We got a Mardi Gras baby. So now it's like danger alley around here. As if it werentn't Already. | Do Try This at Home: We got a Mardi Gras baby. So now it's like danger alley around here. As if it werentn't Already.

Saturday, March 23, 2013

We got a Mardi Gras baby. So now it's like danger alley around here. As if it werentn't Already.

Freshly bathed baby - one of my favorite types!



Baby is now outnumbered seven to one. Grammy and Grandpa are visiting! So that means two more people are here who think it's unacceptable to suck on the soles of shoes.

Of course, there are four more feet around the house, so possibly we'll have better luck at keeping her from the paper, penny, and glass eating.

I forgot to mention way back during Mardi Gras that I got the baby from this year's Mardi Gras King Cake! It probably slipped my mind because I was terrified of the incredible danger. It's so dangerous that the Mardi Gras baby doesn't even come inside the cake anymore.



Here it is with a penny so you can further appreciate the actual scale of the incredible danger:



You have the option of putting it in yourself if you want to take your life into your own hands, but I just asked if I could pocket it and take it home.
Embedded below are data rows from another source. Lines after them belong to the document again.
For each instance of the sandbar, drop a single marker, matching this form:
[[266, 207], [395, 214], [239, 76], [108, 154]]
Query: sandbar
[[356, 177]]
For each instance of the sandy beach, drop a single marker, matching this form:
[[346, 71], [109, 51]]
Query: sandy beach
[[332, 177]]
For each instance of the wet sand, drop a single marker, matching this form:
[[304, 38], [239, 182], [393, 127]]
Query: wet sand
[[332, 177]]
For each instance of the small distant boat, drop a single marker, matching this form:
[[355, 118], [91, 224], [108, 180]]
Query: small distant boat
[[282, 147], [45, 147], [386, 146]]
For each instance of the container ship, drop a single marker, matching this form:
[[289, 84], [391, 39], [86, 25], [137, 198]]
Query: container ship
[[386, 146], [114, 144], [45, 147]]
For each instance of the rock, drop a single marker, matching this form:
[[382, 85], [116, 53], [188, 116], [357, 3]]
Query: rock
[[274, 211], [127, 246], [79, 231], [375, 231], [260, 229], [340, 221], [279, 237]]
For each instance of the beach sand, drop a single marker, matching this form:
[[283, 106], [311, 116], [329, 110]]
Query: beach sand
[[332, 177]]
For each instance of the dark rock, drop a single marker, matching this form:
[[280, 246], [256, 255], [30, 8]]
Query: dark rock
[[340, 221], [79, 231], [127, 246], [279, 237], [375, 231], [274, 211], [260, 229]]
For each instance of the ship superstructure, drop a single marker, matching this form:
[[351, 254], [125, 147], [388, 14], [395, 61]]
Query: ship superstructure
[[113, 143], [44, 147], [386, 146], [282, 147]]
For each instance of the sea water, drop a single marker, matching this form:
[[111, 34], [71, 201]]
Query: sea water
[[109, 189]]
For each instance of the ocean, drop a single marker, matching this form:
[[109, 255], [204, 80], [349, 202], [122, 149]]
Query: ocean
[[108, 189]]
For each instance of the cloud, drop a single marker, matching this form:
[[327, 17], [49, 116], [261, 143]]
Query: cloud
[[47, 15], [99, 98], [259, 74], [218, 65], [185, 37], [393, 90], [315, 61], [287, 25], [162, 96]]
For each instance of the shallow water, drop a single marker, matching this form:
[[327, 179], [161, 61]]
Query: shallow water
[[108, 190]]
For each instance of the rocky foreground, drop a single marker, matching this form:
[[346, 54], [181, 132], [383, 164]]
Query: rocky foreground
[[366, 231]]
So now we have two incredibly dangerous babies in the house.



In any case, happy spring! I hope everyone managed the dangers of Mardi Gras cake!



6 comments:

Unknown said...

I hope you were on the right side of the munching-on-soles-of-shoes debate. It's not only good, it's good FOR you!!!

MarkD60 said...

Kinda confused by this post. Did you say that babies come from cakes? All my life I've been trying to figure out where babies come from.
Cute little baby statue.
:-)

The Ceol Mors said...

She is so deliciously adorable, I want to squeeze her! The giggly baby, not the plastic one. The plastic one terrifies me.

Jill said...

Too funny Oren!

Glad to help Mark!

Thanks Cid! Sorry to put up something so terrifying. :-0

Arizaphale said...

We used to have similar problems with sixpences in Christmas puddings. Until they got rid of sixpences. And Christmas puddings. We have pavlovas and cheesecakes at Christmas now cos we have thrown tradition to the winds. But at least no-one will die of diverticulitis from an ingested sixpence. Or 5cents. Or plastic baby.
Keep chewing baby L!!!!!!!!

Bruce Johnson said...

You slip plastic objects into cake where you live.....and I thought Arizona was strange.